3.       The care model must look at design from the point of view of patients, family and staff.
4.       Design features that will specifically enhance the care of patients must be identified and a commitment must be made to keep them as part of the project.

Don't settle for good when you can be great

I think that so much of the time design professionals have trouble taking charge of their work and therefore their projects.  This results in an atrophying of our own professional vision, and can make the design goals of our projects so muddied that we cannot recognize them halfway through the process.   If you work for a firm, you may find your ability to lead blunted by the agenda of its owners- that may accomplish other tangential company goals, but cause an individual project to suffer.  I just read a great article by James P. Cramer published in DesignIntelligence update http://www.di.net/articles/archive/the_seven_characteristics_leaders/  that I think really deals well with how to motivate yourself and your project team, including owners and consultants to be visionary and accomplish great things.

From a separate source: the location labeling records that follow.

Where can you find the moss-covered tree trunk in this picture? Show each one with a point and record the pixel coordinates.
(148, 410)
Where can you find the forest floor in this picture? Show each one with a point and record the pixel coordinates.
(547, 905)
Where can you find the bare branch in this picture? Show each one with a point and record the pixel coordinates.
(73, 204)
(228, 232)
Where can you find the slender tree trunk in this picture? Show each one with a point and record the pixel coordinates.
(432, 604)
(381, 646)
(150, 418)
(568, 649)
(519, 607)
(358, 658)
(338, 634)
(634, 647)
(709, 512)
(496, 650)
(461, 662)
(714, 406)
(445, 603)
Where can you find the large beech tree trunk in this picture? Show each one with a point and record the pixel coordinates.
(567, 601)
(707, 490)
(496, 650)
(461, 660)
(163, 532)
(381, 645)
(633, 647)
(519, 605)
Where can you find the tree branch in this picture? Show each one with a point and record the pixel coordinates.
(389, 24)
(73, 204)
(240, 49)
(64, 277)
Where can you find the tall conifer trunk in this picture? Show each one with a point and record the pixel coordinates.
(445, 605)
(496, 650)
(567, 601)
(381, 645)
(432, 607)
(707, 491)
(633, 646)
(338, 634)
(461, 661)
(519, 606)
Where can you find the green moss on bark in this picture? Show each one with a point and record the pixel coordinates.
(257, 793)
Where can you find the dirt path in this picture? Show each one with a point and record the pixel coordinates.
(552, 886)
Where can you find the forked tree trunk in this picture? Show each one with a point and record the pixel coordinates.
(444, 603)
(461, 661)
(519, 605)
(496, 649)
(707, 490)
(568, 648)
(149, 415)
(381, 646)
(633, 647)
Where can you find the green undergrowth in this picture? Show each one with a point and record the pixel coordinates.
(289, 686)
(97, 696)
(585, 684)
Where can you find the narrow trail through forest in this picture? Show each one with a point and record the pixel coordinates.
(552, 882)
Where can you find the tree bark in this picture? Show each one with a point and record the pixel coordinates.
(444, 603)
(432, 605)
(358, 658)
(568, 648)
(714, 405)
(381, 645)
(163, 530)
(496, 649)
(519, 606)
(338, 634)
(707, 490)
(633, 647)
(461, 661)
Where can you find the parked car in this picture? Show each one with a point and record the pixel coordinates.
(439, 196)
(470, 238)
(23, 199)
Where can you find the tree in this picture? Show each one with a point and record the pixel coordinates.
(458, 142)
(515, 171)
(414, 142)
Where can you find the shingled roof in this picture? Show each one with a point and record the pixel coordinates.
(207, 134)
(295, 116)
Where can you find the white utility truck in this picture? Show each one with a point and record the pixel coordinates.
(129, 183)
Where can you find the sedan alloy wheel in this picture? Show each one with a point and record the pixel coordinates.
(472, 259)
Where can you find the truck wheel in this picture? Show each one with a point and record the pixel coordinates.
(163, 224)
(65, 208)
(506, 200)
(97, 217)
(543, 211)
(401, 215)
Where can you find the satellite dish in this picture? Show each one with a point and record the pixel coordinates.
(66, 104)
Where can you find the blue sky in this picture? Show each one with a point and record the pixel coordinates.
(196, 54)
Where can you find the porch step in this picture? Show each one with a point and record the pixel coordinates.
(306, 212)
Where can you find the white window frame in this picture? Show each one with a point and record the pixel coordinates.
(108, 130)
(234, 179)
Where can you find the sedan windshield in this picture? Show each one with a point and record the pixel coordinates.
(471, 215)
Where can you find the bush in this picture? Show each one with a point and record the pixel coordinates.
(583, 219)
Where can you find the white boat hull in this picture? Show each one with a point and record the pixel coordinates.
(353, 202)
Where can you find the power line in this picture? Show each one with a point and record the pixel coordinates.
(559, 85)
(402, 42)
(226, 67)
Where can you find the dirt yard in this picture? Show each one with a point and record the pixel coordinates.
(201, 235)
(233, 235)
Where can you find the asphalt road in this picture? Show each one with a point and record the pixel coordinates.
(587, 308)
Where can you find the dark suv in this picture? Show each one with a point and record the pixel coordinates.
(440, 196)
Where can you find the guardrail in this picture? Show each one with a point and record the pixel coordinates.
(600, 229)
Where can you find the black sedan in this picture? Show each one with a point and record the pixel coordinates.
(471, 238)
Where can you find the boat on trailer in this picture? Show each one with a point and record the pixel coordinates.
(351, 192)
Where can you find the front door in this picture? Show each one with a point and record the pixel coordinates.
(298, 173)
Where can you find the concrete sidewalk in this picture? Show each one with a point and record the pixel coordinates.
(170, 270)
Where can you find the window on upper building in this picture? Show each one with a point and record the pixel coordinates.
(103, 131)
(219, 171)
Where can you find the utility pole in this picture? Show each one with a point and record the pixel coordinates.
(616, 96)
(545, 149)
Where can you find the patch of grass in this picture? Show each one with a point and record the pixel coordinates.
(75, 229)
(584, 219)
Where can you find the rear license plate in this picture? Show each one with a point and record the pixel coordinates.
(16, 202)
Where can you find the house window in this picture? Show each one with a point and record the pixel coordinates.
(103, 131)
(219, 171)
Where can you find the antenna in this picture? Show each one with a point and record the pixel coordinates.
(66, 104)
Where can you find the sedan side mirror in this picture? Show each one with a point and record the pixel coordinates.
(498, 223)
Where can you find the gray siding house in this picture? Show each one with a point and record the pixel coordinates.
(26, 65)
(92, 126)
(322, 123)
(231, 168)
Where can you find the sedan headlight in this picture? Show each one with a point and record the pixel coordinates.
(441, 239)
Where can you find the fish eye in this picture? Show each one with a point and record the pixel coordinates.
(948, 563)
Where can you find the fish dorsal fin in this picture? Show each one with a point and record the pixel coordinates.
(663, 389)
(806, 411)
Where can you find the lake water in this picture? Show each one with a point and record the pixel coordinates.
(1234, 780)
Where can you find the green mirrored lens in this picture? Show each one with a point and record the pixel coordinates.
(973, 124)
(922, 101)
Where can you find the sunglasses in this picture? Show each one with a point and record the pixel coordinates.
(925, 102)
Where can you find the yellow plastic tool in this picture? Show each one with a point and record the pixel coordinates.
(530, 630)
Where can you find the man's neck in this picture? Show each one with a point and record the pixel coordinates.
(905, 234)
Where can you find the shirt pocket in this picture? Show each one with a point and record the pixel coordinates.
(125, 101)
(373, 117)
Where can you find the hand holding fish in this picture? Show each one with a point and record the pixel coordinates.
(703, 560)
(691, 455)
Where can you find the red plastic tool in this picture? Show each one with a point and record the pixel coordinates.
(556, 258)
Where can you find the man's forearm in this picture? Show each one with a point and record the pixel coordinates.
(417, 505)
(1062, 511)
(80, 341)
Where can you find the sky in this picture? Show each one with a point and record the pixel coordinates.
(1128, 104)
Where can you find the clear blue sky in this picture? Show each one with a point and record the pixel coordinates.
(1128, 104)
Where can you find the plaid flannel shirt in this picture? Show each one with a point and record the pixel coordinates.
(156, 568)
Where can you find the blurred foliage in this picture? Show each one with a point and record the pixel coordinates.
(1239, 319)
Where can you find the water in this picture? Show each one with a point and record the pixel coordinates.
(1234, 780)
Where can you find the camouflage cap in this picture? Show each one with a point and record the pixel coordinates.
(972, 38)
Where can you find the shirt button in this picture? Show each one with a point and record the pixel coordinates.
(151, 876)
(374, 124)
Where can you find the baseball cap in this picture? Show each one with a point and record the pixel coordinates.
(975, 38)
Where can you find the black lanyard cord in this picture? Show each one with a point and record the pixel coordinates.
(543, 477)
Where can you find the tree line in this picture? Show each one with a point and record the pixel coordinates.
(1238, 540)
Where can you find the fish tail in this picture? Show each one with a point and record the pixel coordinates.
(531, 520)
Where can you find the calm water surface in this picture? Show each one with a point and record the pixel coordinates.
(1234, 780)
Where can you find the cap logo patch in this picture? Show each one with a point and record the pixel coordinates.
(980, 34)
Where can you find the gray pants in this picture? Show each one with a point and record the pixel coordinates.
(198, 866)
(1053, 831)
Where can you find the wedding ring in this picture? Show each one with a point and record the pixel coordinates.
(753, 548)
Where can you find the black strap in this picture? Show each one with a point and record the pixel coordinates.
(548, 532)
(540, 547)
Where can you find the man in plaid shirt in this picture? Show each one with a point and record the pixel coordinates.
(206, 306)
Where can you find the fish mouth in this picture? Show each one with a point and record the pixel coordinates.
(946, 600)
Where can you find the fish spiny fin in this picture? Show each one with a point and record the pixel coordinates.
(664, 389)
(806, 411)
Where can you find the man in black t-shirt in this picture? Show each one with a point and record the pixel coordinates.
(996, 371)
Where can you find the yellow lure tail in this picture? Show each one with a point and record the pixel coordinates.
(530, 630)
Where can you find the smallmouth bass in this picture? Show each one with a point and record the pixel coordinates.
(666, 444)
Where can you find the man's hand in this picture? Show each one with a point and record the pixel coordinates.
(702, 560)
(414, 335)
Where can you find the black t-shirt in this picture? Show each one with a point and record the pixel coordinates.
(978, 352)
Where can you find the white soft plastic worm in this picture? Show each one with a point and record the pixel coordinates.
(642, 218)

Are you being sabotaged by your talents?

An interesting employee assessment tool I read about called the Hogan Development Survey http://www.hoganassessments.com/assessments-hogan-development-survey provided some insight into how sometimes we can be our own wost enemies when we think that we are actually exhibiting leadership, creative thinking, and being a good team player.  What is ironic is the number of times employers or even clients actually encourage or expect us to embody one or more of these traits, then turn it around and criticize the trait's negative aspects.  Here is a list of what Hogan identifies as derailers, or the dark side of being both creative and corporate:

  1. Excitable: moody, easily annoyed, hard to please, and emotionally volatile
  2.  Skeptical: distrustful, cynical, sensitive to criticism, and focused on the negative
  3. Cautious: unassertive, resistant to change, risk-averse, and slow to make decisions
  4. Reserved: aloof, indifferent to the feelings of others, and uncommunicative
  5. Leisurely: overtly cooperative, but privately irritable, stubborn, and uncooperative
  6. Bold: overly self-confident, arrogant, with inflated feelings of self-worth
  7. Mischievous ( I would call this "willing to challenge status quo", something we are often called upon as archietcts to do): charming, risk-taking, limit-testing and excitement-seeking
  8. Colorful: dramatic, attention-seeking, interruptive, and poor listening skills
  9. Imaginative: creative, but thinking and acting in unusual or eccentric ways
  10. Diligent: meticulous, precise, hard to please, and tends to micromanage
  11. Dutiful: eager to please and reluctant to act independently or against popular opinion

Buildings go boing!

Architecture is motion.  No building is static.  Buildings breathe, absorb and reflect light, materials patina over  time, people adapt space to their needs.  It’s kinetic.  Designing is not unlike illustrating a comic book.